Ce ne andammo poco dopo. Nel corridoio vidi il Dottor MacNabola uscire dall’ascensore con intorno un gruppo di studenti in camice bianco. Dissi a papà di aspettare solo un minuto. Corsi verso il dottore, che mi guardò.
«Dottore, si ricorda che le avevo parlato del mio amico? » gli dissi. «Quello con l’artrite?»
Lui gonfiò il petto e tirò indietro le spalle.
«Aah!» disse. «Allora è pronto per i miei aghi e il mio seghetto?»
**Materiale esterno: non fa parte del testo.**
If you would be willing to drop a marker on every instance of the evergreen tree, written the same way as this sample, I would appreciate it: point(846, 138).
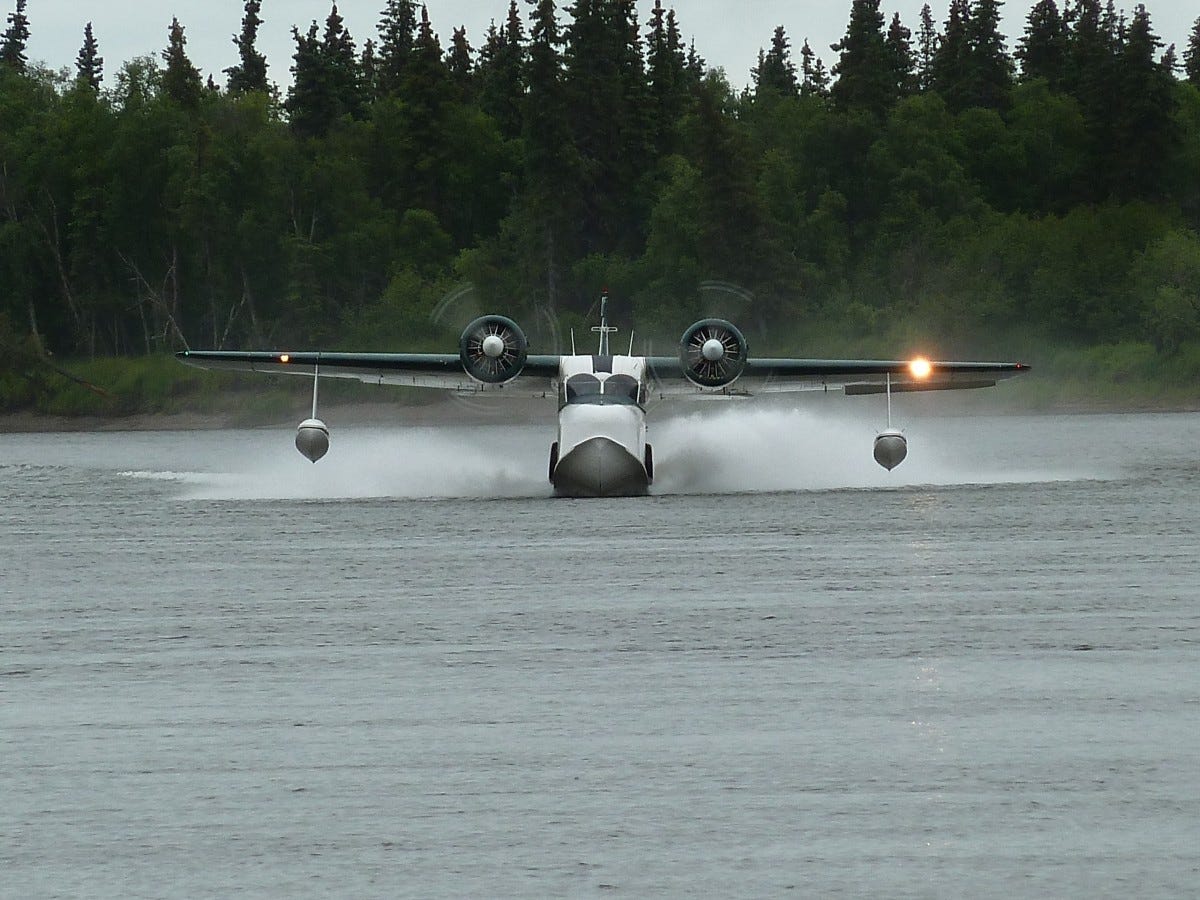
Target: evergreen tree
point(551, 162)
point(397, 34)
point(991, 70)
point(775, 72)
point(342, 65)
point(502, 72)
point(814, 75)
point(1192, 55)
point(369, 72)
point(327, 81)
point(89, 65)
point(1144, 130)
point(460, 64)
point(1170, 61)
point(1043, 49)
point(307, 105)
point(250, 75)
point(927, 49)
point(898, 45)
point(609, 114)
point(180, 81)
point(864, 71)
point(426, 75)
point(952, 64)
point(666, 71)
point(15, 40)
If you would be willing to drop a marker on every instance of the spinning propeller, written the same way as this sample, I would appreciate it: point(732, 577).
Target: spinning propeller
point(713, 353)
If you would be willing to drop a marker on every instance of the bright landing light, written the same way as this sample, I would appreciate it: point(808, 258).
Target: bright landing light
point(921, 367)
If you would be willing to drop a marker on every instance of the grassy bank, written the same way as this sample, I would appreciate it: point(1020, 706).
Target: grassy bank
point(1121, 377)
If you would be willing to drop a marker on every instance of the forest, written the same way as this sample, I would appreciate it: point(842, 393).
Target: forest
point(933, 184)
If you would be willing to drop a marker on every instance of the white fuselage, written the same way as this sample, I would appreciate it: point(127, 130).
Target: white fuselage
point(601, 427)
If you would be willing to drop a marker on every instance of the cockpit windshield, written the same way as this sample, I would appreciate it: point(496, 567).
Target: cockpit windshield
point(616, 389)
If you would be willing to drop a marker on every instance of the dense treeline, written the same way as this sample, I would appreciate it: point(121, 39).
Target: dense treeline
point(933, 181)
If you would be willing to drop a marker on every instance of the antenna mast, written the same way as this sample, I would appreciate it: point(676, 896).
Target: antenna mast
point(604, 329)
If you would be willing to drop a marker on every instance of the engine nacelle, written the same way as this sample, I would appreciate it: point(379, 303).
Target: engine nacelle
point(492, 349)
point(891, 448)
point(713, 353)
point(312, 439)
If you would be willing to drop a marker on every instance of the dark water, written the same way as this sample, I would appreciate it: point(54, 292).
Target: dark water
point(227, 672)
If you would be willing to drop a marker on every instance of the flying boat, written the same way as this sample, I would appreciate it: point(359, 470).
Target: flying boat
point(601, 448)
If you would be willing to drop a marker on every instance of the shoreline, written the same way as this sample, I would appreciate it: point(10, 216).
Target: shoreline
point(449, 411)
point(456, 412)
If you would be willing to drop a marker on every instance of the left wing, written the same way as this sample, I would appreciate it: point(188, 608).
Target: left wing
point(538, 377)
point(856, 377)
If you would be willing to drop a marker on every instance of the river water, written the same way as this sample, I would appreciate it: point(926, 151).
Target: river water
point(409, 672)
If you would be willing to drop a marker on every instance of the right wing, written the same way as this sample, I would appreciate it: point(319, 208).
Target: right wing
point(444, 371)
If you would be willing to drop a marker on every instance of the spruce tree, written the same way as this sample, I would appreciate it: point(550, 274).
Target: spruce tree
point(502, 72)
point(89, 64)
point(990, 67)
point(1143, 106)
point(15, 40)
point(551, 162)
point(369, 72)
point(775, 72)
point(927, 49)
point(1192, 55)
point(397, 34)
point(665, 69)
point(181, 81)
point(900, 57)
point(815, 78)
point(864, 71)
point(460, 63)
point(1043, 49)
point(952, 63)
point(425, 77)
point(610, 118)
point(250, 73)
point(341, 65)
point(327, 79)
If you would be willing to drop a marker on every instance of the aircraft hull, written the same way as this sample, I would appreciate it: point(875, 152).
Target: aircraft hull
point(601, 451)
point(600, 467)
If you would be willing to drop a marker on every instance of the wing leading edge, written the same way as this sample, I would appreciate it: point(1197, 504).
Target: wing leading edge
point(415, 370)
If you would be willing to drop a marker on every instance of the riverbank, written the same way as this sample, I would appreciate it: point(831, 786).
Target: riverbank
point(157, 394)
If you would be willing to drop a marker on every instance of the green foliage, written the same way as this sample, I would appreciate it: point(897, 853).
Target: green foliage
point(919, 198)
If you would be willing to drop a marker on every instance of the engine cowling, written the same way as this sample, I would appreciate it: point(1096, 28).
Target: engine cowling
point(493, 349)
point(713, 353)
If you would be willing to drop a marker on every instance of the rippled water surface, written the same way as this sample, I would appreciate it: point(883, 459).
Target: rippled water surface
point(409, 672)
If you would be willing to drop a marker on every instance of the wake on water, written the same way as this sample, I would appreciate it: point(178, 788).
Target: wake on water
point(736, 449)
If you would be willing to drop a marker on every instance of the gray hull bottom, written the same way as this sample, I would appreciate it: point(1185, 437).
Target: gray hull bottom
point(600, 468)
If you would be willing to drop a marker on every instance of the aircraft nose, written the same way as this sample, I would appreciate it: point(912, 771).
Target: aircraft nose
point(600, 468)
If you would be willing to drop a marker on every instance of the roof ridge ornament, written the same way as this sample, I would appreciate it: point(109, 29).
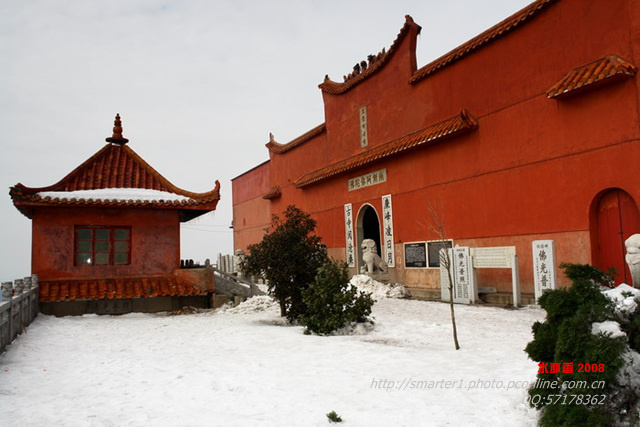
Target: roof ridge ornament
point(117, 138)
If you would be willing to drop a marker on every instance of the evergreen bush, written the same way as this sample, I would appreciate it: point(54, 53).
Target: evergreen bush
point(332, 302)
point(288, 258)
point(581, 395)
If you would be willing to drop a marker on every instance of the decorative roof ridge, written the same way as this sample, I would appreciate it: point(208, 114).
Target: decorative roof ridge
point(165, 185)
point(273, 193)
point(500, 29)
point(117, 137)
point(453, 126)
point(606, 69)
point(277, 148)
point(374, 63)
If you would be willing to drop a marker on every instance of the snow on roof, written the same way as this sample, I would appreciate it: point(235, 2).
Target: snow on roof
point(116, 194)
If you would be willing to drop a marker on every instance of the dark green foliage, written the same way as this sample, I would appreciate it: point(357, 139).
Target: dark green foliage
point(333, 417)
point(288, 258)
point(565, 336)
point(332, 302)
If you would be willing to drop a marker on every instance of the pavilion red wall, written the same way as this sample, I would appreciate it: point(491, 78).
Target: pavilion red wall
point(155, 241)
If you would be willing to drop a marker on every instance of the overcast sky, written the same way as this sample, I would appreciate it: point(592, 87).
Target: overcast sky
point(199, 85)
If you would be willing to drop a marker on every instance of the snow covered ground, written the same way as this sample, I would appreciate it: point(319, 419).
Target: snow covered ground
point(243, 366)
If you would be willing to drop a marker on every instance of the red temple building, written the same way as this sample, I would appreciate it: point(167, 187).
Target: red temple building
point(106, 238)
point(529, 131)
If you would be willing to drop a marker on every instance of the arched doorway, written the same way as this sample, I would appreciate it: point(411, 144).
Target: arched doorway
point(615, 218)
point(367, 227)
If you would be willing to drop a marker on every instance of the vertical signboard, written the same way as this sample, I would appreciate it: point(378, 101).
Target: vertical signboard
point(544, 266)
point(348, 227)
point(387, 225)
point(462, 274)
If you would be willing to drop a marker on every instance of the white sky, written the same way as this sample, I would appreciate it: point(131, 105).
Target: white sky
point(199, 85)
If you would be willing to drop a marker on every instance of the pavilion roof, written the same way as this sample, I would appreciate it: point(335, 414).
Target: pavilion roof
point(115, 176)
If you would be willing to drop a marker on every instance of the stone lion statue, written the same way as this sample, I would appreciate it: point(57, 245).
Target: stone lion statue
point(633, 258)
point(372, 261)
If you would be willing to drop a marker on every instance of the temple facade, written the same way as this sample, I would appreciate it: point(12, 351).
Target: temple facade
point(110, 231)
point(527, 132)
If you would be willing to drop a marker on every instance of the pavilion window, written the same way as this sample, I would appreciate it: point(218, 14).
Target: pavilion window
point(102, 245)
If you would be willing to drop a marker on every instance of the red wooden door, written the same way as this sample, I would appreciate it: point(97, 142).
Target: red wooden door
point(617, 218)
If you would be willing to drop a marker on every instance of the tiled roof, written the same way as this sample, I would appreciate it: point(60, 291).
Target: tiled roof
point(273, 193)
point(115, 166)
point(453, 126)
point(514, 21)
point(604, 70)
point(117, 288)
point(367, 68)
point(278, 148)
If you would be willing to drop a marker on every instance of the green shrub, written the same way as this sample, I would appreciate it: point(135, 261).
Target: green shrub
point(332, 302)
point(566, 337)
point(288, 258)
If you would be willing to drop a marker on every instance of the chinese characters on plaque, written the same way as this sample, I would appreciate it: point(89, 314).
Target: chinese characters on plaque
point(544, 266)
point(348, 226)
point(387, 226)
point(372, 178)
point(462, 274)
point(364, 139)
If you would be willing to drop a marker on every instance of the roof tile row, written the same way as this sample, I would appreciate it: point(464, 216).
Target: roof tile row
point(453, 126)
point(97, 289)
«No, perché adesso sembra stare meglio».
«Splendido. Olio di fegato di merluzzo e una dose di pensiero positivo, eh? Magari riuscirà a sfuggire alle mie grinfie».
Gli studenti ridacchiarono.
«L’amore, l’affetto... possono aiutare a guarire?» chiesi.
Lui fece una faccia incuriosita, storse le labbra e si toccò il mento con un dito.
Una studentessa prese taccuino e matita dalla tasca.
«L’amore» disse lui. «Hmm... che cosa possiamo sapere dell’amore noi dottori, eh?» Fece l’occhiolino alla studentessa, che arrossì. «‘Amore è il bambino che con noi fiata forte, amore è il bambino che sbaraglia la morte’».
«William Blake?» chiesi.
Lui rise. «Abbiamo qui un signore molto istruito».
Poi sorrise davvero per la prima volta. «Di’ al tuo amico che spero che le nostre strade non si incrocino mai». Mi fece l’occhiolino, si voltò e portò via gli studenti.
«Come mai sei andato a parlargli?» chiese papà quando tornai.
«Niente. Era a proposito di qualcuno che ho conosciuto poco dopo che la bambina è stata ricoverata».
«Sei un uomo misterioso, tu» disse ridendo.
In macchina, tornando a casa, tirammo giù i finestrini e lui cantò The Black Hills of Dakota a squarciagola. Io unii le mani e feci il richiamo del gufo.
«Bravo» disse papà. «Mi piace. Lo fai davvero bene. Dovrai insegnarmelo. Però non mentre sto guidando, eh?»
Percorremmo le strade trafficate della città, sempre ridendo.
«Non è ancora fuori pericolo» mi disse a un certo punto. «Lo sai, eh?»
«Sì, ma guarirà, vero?»
«Sì!» gridò lui. «Sì, e che cavolo!»
Si rimise a cantare.
«Adesso però devo darci sotto con quella casa, eh?» disse poi. «So io cosa fare! Stasera per cena possiamo prendere il ventisette e il cinquantatré!»
«Ventisette e cinquantatré» dissi io. «Il più dolce dei nettari!»
«‘Il più dolce dei nettari’. Mi piace. Il più dolce di tutti i cavolo di nettari!»